The policeman made an entry in his note-book. "Officer," cried Jill, "this man was trying to kill that parrot and I stopped him. …"
"Can't help that, miss. You 'adn't no right to hit a man with a stick. You'll 'ave to come along."
"But, I say, you know!" Freddie was appalled. This sort of thing had happened to him before, but only on Boat-Race Night at the Empire, where it was expected of a chappie. "I mean to say!"
"And you too, sir. You're both in it."
"But …"
"Oh, come along, Freddie," said Jill quietly. "It's perfectly absurd, but it's no use making a fuss."
"That," said the policeman cordially, "is the right spirit!".
3.
Lady Underhill paused for breath. She had been talking long and vehemently. She and Derek were sitting in Freddie Rooke's apartment at the Albany, and the subject of her monologue was Jill. Derek had been expecting the attack, and had wondered why it had not come before. All through supper on the previous night, even after the discovery that Jill was supping at a near-by table with a man who was a stranger to her son, Lady Underhill had preserved a grim reticence with regard to her future daughter-in-law. But today she had spoken her mind with all the energy which comes of suppression. She had relieved herself with a flow of words of all the pent-up hostility that had been growing within her since that first meeting in this same room. She had talked rapidly, for she was talking against time. The Town Council of the principal city in Derek's constituency in the north of England had decided that tomorrow morning should witness the laying of the foundation stone of their new Town Hall, and Derek as the sitting member was to preside at the celebration. Already Parker had been dispatched to telephone for a cab to take him to the station, and at any moment their conversation might be interrupted. So Lady Underhill made the most of what little time she had.

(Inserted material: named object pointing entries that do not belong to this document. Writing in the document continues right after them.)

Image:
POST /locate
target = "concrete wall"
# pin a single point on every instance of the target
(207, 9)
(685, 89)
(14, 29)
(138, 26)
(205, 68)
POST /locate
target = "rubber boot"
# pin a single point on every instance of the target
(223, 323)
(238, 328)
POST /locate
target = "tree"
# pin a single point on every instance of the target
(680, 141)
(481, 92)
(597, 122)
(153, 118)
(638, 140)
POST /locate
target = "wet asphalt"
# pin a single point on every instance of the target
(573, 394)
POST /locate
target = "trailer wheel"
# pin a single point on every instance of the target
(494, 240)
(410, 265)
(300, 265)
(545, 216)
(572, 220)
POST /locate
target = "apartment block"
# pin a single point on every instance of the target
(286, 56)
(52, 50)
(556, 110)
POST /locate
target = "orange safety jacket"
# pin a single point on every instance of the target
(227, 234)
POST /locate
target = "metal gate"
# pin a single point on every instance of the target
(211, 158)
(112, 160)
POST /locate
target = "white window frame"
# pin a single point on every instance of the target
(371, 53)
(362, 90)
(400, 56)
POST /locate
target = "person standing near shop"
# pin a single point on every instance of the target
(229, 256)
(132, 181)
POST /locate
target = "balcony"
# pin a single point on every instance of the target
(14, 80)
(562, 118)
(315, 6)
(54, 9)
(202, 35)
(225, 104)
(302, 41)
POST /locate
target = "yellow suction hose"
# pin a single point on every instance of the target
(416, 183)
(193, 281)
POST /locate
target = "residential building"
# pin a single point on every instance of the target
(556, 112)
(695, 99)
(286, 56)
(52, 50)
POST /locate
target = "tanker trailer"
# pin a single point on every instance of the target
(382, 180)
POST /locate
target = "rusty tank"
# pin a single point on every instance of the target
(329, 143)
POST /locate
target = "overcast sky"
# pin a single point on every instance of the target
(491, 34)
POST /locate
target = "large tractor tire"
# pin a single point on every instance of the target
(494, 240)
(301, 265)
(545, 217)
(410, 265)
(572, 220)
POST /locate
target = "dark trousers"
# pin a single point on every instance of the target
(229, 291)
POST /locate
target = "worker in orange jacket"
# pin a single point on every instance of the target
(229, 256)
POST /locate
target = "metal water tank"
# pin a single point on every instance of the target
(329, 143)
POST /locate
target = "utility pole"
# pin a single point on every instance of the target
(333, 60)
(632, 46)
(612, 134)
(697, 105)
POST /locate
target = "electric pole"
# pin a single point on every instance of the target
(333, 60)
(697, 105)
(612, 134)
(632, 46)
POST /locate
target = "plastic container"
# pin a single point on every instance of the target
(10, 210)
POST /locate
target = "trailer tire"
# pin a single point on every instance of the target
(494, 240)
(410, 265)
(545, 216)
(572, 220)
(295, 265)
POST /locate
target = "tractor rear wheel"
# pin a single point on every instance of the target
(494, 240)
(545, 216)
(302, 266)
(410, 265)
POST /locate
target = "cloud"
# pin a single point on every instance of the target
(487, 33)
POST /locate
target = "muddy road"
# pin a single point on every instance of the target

Derek had listened gloomily, scarcely rousing himself to reply. His mother would have been gratified, could she have known how powerfully her arguments were working on him. That little imp of doubt which had vexed him in the cab as he drove home from Ovington Square had not died in the night. It had grown and waxed more formidable. And, now, aided by this ally from without, it had become a colossus, straddling his soul. Derek looked frequently at the clock, and cursed the unknown cabman whose delay was prolonging the scene. Something told him that only flight could serve him now. He never had been able to withstand his mother in one of her militant moods. She seemed to numb his faculties. Other members of his family had also noted this quality in Lady Underhill, and had commented on it bitterly in the smoking-rooms of distant country-houses at the hour when men meet to drink the final whisky-and-soda and unburden their souls.